We load in a dataset about basketball players with their heights, weights, the field goal percentage, free throws percentage, and the average points scored per game.
X1 = height in feet
X2 = weight in pounds
X3 = percent of successful field goals (out of 100 attempted)
X4 = percent of successful free throws (out of 100 attempted)
X5 = average points scored per game
#load our dataset
basketball = read.csv('basketball.csv')
#Rename the columns
names(basketball)[names(basketball) == "X1"] <- "Height"
names(basketball)[names(basketball) == "X2"] <- "Pounds"
names(basketball)[names(basketball) == "X3"] <- "Percent_of_Field_Goals"
names(basketball)[names(basketball) == "X4"] <- "Percent_of_Free_Thows"
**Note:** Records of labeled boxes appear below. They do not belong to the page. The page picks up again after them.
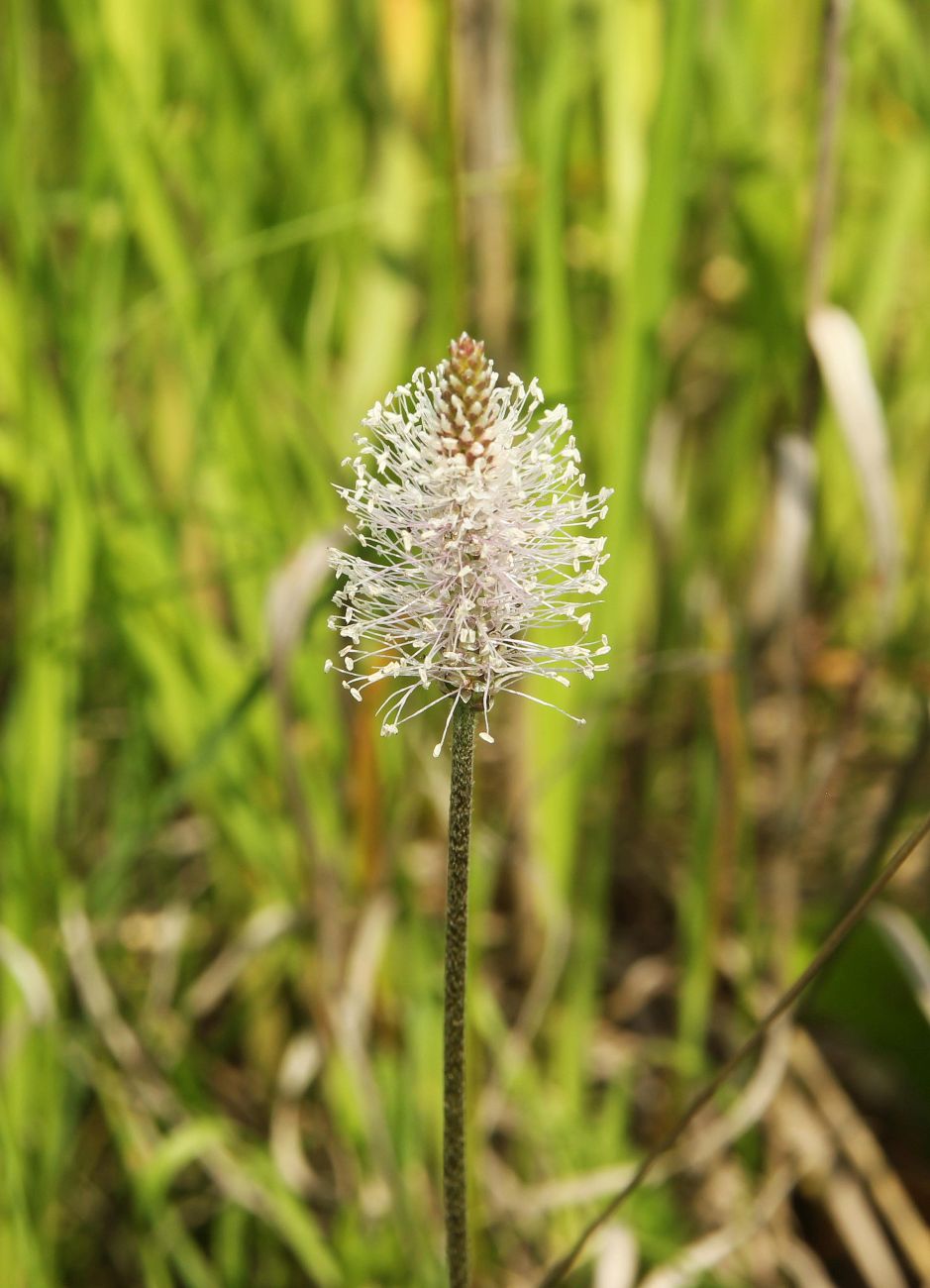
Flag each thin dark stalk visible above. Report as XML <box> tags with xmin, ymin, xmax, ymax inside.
<box><xmin>442</xmin><ymin>703</ymin><xmax>475</xmax><ymax>1288</ymax></box>
<box><xmin>540</xmin><ymin>816</ymin><xmax>930</xmax><ymax>1288</ymax></box>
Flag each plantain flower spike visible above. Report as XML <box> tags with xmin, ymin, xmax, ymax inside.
<box><xmin>326</xmin><ymin>332</ymin><xmax>610</xmax><ymax>756</ymax></box>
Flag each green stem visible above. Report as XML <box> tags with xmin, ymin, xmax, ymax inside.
<box><xmin>442</xmin><ymin>703</ymin><xmax>475</xmax><ymax>1288</ymax></box>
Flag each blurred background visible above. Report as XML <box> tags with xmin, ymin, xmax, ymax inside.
<box><xmin>0</xmin><ymin>0</ymin><xmax>930</xmax><ymax>1288</ymax></box>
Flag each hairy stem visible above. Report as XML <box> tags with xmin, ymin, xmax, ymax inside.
<box><xmin>442</xmin><ymin>703</ymin><xmax>475</xmax><ymax>1288</ymax></box>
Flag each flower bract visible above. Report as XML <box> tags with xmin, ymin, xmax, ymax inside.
<box><xmin>327</xmin><ymin>335</ymin><xmax>610</xmax><ymax>755</ymax></box>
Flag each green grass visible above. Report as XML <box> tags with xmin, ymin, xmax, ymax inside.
<box><xmin>0</xmin><ymin>0</ymin><xmax>930</xmax><ymax>1288</ymax></box>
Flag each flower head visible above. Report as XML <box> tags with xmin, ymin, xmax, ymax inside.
<box><xmin>326</xmin><ymin>334</ymin><xmax>610</xmax><ymax>755</ymax></box>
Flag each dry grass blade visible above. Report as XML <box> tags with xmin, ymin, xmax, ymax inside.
<box><xmin>791</xmin><ymin>1029</ymin><xmax>930</xmax><ymax>1283</ymax></box>
<box><xmin>540</xmin><ymin>816</ymin><xmax>930</xmax><ymax>1288</ymax></box>
<box><xmin>640</xmin><ymin>1167</ymin><xmax>796</xmax><ymax>1288</ymax></box>
<box><xmin>750</xmin><ymin>434</ymin><xmax>817</xmax><ymax>632</ymax></box>
<box><xmin>772</xmin><ymin>1090</ymin><xmax>907</xmax><ymax>1288</ymax></box>
<box><xmin>594</xmin><ymin>1225</ymin><xmax>639</xmax><ymax>1288</ymax></box>
<box><xmin>807</xmin><ymin>305</ymin><xmax>900</xmax><ymax>617</ymax></box>
<box><xmin>269</xmin><ymin>1029</ymin><xmax>323</xmax><ymax>1197</ymax></box>
<box><xmin>185</xmin><ymin>905</ymin><xmax>301</xmax><ymax>1017</ymax></box>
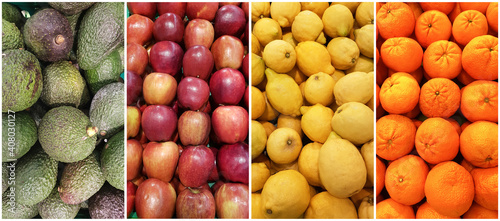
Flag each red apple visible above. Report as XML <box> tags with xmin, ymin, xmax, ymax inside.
<box><xmin>177</xmin><ymin>77</ymin><xmax>210</xmax><ymax>110</ymax></box>
<box><xmin>217</xmin><ymin>143</ymin><xmax>249</xmax><ymax>184</ymax></box>
<box><xmin>153</xmin><ymin>13</ymin><xmax>184</xmax><ymax>43</ymax></box>
<box><xmin>127</xmin><ymin>2</ymin><xmax>156</xmax><ymax>19</ymax></box>
<box><xmin>177</xmin><ymin>110</ymin><xmax>210</xmax><ymax>146</ymax></box>
<box><xmin>149</xmin><ymin>41</ymin><xmax>184</xmax><ymax>76</ymax></box>
<box><xmin>215</xmin><ymin>183</ymin><xmax>250</xmax><ymax>219</ymax></box>
<box><xmin>186</xmin><ymin>2</ymin><xmax>219</xmax><ymax>21</ymax></box>
<box><xmin>175</xmin><ymin>188</ymin><xmax>215</xmax><ymax>219</ymax></box>
<box><xmin>214</xmin><ymin>5</ymin><xmax>247</xmax><ymax>38</ymax></box>
<box><xmin>182</xmin><ymin>45</ymin><xmax>214</xmax><ymax>81</ymax></box>
<box><xmin>127</xmin><ymin>14</ymin><xmax>154</xmax><ymax>45</ymax></box>
<box><xmin>135</xmin><ymin>178</ymin><xmax>176</xmax><ymax>218</ymax></box>
<box><xmin>156</xmin><ymin>2</ymin><xmax>186</xmax><ymax>18</ymax></box>
<box><xmin>141</xmin><ymin>105</ymin><xmax>177</xmax><ymax>142</ymax></box>
<box><xmin>210</xmin><ymin>35</ymin><xmax>244</xmax><ymax>70</ymax></box>
<box><xmin>178</xmin><ymin>145</ymin><xmax>215</xmax><ymax>187</ymax></box>
<box><xmin>142</xmin><ymin>73</ymin><xmax>177</xmax><ymax>105</ymax></box>
<box><xmin>184</xmin><ymin>18</ymin><xmax>215</xmax><ymax>48</ymax></box>
<box><xmin>212</xmin><ymin>106</ymin><xmax>248</xmax><ymax>144</ymax></box>
<box><xmin>210</xmin><ymin>68</ymin><xmax>246</xmax><ymax>105</ymax></box>
<box><xmin>142</xmin><ymin>141</ymin><xmax>179</xmax><ymax>183</ymax></box>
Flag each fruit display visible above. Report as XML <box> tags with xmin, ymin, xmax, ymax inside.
<box><xmin>375</xmin><ymin>2</ymin><xmax>498</xmax><ymax>219</ymax></box>
<box><xmin>250</xmin><ymin>2</ymin><xmax>375</xmax><ymax>219</ymax></box>
<box><xmin>127</xmin><ymin>2</ymin><xmax>250</xmax><ymax>219</ymax></box>
<box><xmin>2</xmin><ymin>2</ymin><xmax>125</xmax><ymax>219</ymax></box>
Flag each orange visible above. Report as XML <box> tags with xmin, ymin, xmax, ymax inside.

names(basketball)[names(basketball) == "X5"] <- "Avg_Pts_per_Game"
head(basketball)
## Height Pounds Percent_of_Field_Goals Percent_of_Free_Thows Avg_Pts_per_Game
## 1 6.8 225 0.442 0.672 9.2
## 2 6.3 180 0.435 0.797 11.7
## 3 6.4 190 0.456 0.761 15.8
## 4 6.2 180 0.416 0.651 8.6
## 5 6.9 205 0.449 0.900 23.2
## 6 6.4 225 0.431 0.780 27.4
pairs(basketball, gap=0.5)
basketball_lm = lm(Avg_Pts_per_Game ~ Height + Pounds + Percent_of_Field_Goals + Percent_of_Free_Thows, data = basketball)
summary(basketball_lm)
##
## Call:
## lm(formula = Avg_Pts_per_Game ~ Height + Pounds + Percent_of_Field_Goals +
## Percent_of_Free_Thows, data = basketball)
##
## Residuals:
## Min 1Q Median 3Q Max
## -8.966 -3.545 -1.187 2.613 15.211
##
## Coefficients:
## Estimate Std. Error t value Pr(>|t|)
## (Intercept) 4.148707 14.855006 0.279 0.78121
## Height -3.690499 2.970780 -1.242 0.22005
## Pounds 0.009458 0.046297 0.204 0.83897
## Percent_of_Field_Goals 47.940199 15.709131 3.052 0.00367 **
## Percent_of_Free_Thows 11.371019 7.868536 1.445 0.15479
## ---
## Signif. codes: 0 '***' 0.001 '**' 0.01 '*' 0.05 '.' 0.1 ' ' 1
##
## Residual standard error: 5.411 on 49 degrees of freedom
## Multiple R-squared: 0.2223, Adjusted R-squared: 0.1588
## F-statistic: 3.501 on 4 and 49 DF, p-value: 0.01364
Remove pounds because it has the highest p-value.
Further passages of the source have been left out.